German utility Uniper and Shell will team up to jointly produce low-carbon hydrogen at a Uniper power station in Britain in a bid to boost use of the fuel and cut greenhouse gas emissions.
The project, located at Uniper's Killingholme power station in the East of England, will include a blue hydrogen production facility with a capacity of up to 720 megawatts - enough to heat more than half a million homes a year - using gas reformation technology with carbon capture and storage (CCS).
So-called blue hydrogen is produced by converting natural gas into hydrogen and storing the carbon dioxide (CO2) emissions from its production.
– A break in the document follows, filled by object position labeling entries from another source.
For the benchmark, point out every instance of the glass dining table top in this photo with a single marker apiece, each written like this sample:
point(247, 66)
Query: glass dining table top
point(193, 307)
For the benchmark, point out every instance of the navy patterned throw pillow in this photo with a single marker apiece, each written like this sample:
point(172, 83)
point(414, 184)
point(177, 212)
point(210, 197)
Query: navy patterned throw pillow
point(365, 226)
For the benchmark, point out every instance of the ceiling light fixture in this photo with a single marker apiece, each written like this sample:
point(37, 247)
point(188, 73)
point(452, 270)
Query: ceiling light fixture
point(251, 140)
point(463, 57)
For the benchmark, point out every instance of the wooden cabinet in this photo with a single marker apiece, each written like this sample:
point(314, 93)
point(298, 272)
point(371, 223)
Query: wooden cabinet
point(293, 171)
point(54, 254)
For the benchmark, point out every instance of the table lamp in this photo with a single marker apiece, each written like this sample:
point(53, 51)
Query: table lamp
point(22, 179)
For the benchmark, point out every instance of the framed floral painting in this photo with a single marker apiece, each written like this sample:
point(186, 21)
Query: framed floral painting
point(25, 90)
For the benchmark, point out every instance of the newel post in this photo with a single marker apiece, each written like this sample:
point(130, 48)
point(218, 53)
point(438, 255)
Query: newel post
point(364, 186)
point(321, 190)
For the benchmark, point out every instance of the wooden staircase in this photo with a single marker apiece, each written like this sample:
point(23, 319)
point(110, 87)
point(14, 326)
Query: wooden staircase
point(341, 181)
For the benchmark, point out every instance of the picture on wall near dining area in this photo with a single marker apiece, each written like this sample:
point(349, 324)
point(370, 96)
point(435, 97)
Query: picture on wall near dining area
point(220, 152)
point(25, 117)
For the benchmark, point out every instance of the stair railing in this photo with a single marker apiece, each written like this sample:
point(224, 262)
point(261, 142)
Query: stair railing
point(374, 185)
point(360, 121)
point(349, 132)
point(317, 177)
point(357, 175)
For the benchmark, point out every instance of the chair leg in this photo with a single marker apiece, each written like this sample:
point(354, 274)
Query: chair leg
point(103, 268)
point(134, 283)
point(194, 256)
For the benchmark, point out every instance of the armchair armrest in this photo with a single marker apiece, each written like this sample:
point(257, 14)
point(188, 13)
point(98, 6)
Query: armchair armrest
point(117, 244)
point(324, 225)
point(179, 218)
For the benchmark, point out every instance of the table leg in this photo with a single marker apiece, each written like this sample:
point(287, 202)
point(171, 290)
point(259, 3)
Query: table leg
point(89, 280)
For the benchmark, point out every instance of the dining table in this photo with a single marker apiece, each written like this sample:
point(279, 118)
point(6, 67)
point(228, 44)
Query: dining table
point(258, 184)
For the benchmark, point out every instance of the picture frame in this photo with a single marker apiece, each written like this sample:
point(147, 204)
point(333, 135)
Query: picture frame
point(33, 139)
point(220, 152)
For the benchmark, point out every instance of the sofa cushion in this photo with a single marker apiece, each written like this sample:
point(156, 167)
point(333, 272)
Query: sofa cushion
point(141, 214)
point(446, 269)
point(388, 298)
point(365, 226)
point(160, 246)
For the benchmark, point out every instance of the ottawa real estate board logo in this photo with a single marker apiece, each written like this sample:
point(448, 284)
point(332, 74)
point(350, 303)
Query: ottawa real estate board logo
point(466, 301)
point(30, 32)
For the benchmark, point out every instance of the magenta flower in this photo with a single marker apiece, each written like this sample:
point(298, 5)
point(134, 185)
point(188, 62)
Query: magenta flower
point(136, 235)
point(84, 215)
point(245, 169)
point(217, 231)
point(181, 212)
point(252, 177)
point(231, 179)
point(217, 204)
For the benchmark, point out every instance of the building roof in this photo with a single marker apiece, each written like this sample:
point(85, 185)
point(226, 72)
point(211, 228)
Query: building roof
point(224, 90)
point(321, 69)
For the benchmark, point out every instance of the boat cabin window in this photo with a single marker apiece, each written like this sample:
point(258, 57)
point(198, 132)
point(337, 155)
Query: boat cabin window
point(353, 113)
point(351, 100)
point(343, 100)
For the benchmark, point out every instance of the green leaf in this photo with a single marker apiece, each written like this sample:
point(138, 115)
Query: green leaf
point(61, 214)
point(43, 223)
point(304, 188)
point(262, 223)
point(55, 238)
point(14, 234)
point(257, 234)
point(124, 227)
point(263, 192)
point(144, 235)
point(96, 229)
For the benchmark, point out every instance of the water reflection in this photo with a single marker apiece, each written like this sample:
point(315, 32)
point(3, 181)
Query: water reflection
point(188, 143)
The UK Government has set a target to capture 10 million tonnes of CO2 a year by 2030 through CCS.
The hydrogen produced could be used to decarbonise heavy industry, transport, heating and power in the Humber region, the companies said.
The captured CO2 could amount to 1.6 million tonnes a year and would be fed through the proposed Zero Carbon Humber onshore pipeline, part of the East Coast Cluster, selected as one of two CCS clusters to receive initial government support.
Shell and Uniper will now work on process design studies and site development activity, with a view to taking the project to front end engineering and design by 2023, they said.
Governments and energy companies are placing large bets on low-carbon hydrogen playing a leading role in efforts to lower greenhouse gas emissions, but costs are still high.